Drive already mounted at /content/drive; to attempt to forcibly remount, call drive.mount("/content/drive", force_remount=True).


## **Data Loading & Basic Analysis**

In [None]:
import pandas as pd
# Download nltk resources if not already present
nltk.download('punkt')
nltk.download('stopwords')
nltk.download('wordnet')

# Load the dataset
df = pd.read_csv(path, encoding='latin-1')

[nltk_data] Downloading package punkt to /root/nltk_data...
[nltk_data]   Package punkt is already up-to-date!
[nltk_data] Downloading package stopwords to /root/nltk_data...
[nltk_data]   Package stopwords is already up-to-date!
[nltk_data] Downloading package wordnet to /root/nltk_data...
[nltk_data]   Package wordnet is already up-to-date!


basic statistics on the data:

In [None]:
# Basic statistics
total_messages = len(df)
spam_messages = len(df[df['v1'] == 'spam'])
ham_messages = len(df[df['v1'] == 'ham'])

print("Total number of SMS messages:", total_messages)
print("Number of spam messages:", spam_messages)
print("Number of ham messages:", ham_messages)

Total number of SMS messages: 5572
Number of spam messages: 747
Number of ham messages: 4825


In [None]:
# Calculate average number of words per message
from nltk.tokenize import word_tokenize

df['word_count'] = df['v2'].apply(lambda x: len(word_tokenize(x)))
average_words_per_message = df['word_count'].mean()
print("Average number of words per message:", average_words_per_message)
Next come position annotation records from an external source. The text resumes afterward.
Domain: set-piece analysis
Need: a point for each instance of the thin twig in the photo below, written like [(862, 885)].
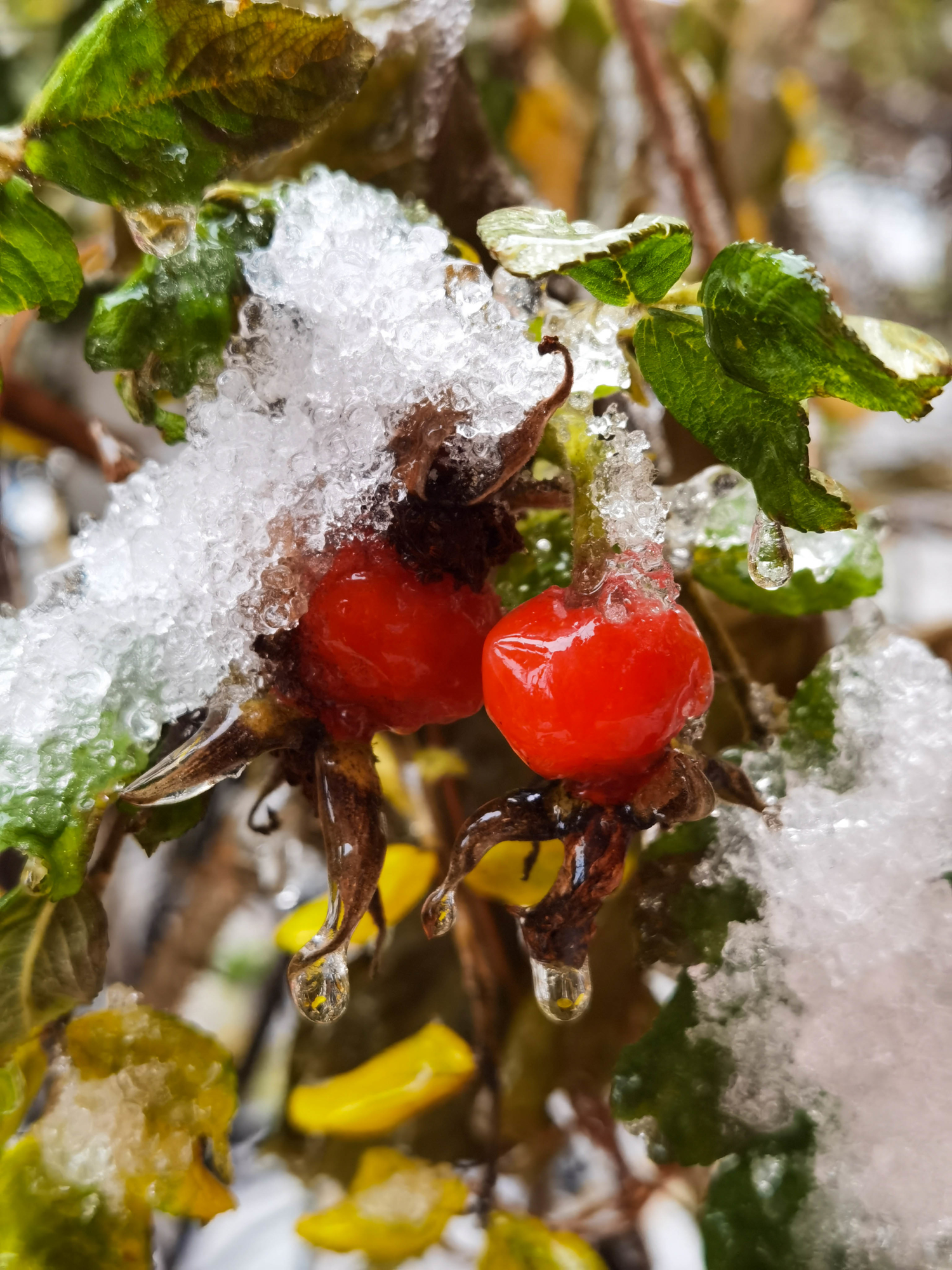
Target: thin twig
[(677, 134)]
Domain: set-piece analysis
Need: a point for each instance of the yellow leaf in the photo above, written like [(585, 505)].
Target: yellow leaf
[(379, 1095), (397, 1208), (408, 874), (526, 1244), (499, 876)]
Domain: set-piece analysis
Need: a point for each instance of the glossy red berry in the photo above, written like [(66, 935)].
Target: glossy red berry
[(378, 648), (593, 694)]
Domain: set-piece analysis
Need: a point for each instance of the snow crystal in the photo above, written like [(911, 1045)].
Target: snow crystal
[(356, 316), (838, 1000)]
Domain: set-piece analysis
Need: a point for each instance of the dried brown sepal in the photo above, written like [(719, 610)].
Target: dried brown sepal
[(732, 784), (351, 807), (232, 736), (560, 928)]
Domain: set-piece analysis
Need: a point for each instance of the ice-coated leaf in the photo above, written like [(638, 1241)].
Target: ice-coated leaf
[(53, 958), (635, 265), (522, 1243), (772, 324), (171, 321), (753, 1200), (50, 1226), (53, 819), (831, 571), (20, 1084), (39, 264), (548, 561), (406, 878), (157, 100), (678, 1079), (375, 1098), (762, 438), (397, 1208)]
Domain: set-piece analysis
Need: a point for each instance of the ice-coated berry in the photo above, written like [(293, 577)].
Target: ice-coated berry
[(378, 648), (593, 693)]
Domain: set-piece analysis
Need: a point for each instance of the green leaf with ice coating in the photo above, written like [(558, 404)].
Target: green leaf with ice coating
[(157, 100), (51, 1226), (39, 264), (635, 265), (772, 324), (762, 438), (53, 958), (548, 561), (168, 324), (51, 817), (831, 571)]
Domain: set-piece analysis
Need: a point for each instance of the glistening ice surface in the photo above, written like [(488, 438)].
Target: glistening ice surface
[(843, 987), (356, 317)]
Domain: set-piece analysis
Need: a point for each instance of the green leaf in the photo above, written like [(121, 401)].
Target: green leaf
[(762, 438), (53, 958), (635, 265), (548, 561), (51, 1226), (831, 571), (753, 1200), (53, 822), (678, 1079), (171, 321), (772, 324), (39, 264), (157, 100)]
Average number of words per message: 18.699389806173727


In [None]:
# Tokenize, remove stopwords, and lemmatize words
from nltk.probability import FreqDist
from nltk.corpus import stopwords
from nltk.stem import WordNetLemmatizer
import string

stop_words = set(stopwords.words('english'))
punctuation = set(string.punctuation)
wordnet_lemmatizer = WordNetLemmatizer()

all_words = []
for message in df['v2']:
    words = word_tokenize(message.lower())
    filtered_words = [wordnet_lemmatizer.lemmatize(w) for w in words if w.isalnum() and w not in stop_words and w not in punctuation and w.isalpha()]
    all_words.extend(filtered_words)

# Calculate frequency distribution of words
fdist = FreqDist(all_words)

# Print 5 most frequent words
print("5 most frequent words:")
for word, frequency in fdist.most_common(5):
    print(f"{word}: {frequency}")

5 most frequent words:
u: 1184
call: 603
get: 396
ur: 381
gt: 318


In [None]:
# Number of words that appear only once
unique_words = [word for word, frequency in fdist.items() if frequency == 1]
print("Number of words that only appear once:", len(unique_words))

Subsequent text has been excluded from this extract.